The King of Prayers
The Extraordinary Aspiration of the Practice of Samantabhadra
In Sanskrit: samantabhadracarya pranidhana
In Tibetan: ‘phags-pa bzang-po spyod-pa’i smon-lam-gyi rgyal-po
I bow down to the youthful Arya Manjushri.
You lions among humans,
Gone to freedom in the present, past and future
In the worlds of ten directions,
To all of you, with body, speech and sincere mind I bow down.
On every atom are Buddhas numberless as atoms,
Each amidst a host of bodhisattvas,
And I am confident the sphere of all phenomena
Is entirely filled with Buddhas in this way.

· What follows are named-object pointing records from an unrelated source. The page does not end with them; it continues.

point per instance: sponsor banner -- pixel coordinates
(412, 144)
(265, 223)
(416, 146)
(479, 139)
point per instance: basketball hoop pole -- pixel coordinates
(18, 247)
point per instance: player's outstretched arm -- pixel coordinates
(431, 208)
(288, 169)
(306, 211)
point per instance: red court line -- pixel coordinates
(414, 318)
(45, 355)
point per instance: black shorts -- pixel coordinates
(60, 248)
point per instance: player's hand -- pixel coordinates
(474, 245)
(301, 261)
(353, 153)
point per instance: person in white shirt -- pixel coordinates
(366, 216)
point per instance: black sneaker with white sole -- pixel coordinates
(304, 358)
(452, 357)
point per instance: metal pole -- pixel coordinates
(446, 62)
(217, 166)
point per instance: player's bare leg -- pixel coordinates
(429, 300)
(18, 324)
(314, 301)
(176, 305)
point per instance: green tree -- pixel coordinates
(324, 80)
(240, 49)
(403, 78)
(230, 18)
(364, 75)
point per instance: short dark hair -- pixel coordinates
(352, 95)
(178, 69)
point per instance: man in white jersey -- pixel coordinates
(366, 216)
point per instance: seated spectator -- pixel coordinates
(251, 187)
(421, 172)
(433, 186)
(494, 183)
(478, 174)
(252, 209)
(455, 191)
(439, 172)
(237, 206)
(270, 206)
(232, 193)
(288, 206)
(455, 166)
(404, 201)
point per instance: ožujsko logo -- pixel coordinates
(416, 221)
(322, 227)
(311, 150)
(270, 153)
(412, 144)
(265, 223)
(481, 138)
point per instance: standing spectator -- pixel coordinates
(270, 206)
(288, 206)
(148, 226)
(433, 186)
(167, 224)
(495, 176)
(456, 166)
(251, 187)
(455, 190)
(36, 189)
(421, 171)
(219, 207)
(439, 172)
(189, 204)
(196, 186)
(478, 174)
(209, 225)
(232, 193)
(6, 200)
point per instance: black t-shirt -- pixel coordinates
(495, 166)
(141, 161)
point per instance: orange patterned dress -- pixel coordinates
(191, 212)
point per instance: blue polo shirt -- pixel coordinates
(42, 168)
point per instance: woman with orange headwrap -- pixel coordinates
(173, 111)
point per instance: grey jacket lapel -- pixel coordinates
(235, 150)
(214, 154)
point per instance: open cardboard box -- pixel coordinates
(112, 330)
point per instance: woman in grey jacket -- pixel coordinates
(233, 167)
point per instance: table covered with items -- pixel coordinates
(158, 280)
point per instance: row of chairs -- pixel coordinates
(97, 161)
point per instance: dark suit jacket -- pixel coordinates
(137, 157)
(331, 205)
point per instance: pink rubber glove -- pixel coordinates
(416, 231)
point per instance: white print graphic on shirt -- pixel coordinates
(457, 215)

With infinite oceans of praise for you,
And oceans of sound from the aspects of my voice,
I sing the breathtaking excellence of Buddhas,
And celebrate all of you Gone to Bliss.
Beautiful flowers and regal garlands,
Sweet music, scented oils and parasols,
Sparkling lights and sublime incense,
I offer to you Victorious Ones.
I lift up my heart and rejoice in all merit
Of the Buddhas and bodhisattvas in ten directions,
Of solitary realizers, hearers still training and those beyond,
And of all ordinary beings.
You who are the bright lights of worlds in ten directions,
Who have attained a Buddha’s omniscience through the stages of awakening,
All you who are my guides,
Please turn the supreme wheel of Dharma.
With palms together I earnestly request:
You who may actualize parinirvana,
Please stay with us for eons numberless as atoms of the world,
For the happiness and well-being of all wanderers in samsara.
Whatever slight merit I may have created,
By paying homage, offering, and acknowledging my faults,
Rejoicing, and requesting that the Buddhas stay and teach,
I now dedicate all this for full awakening.
May you Buddhas now living in the worlds of ten directions,
And all you gone to freedom in the past, accept my offerings.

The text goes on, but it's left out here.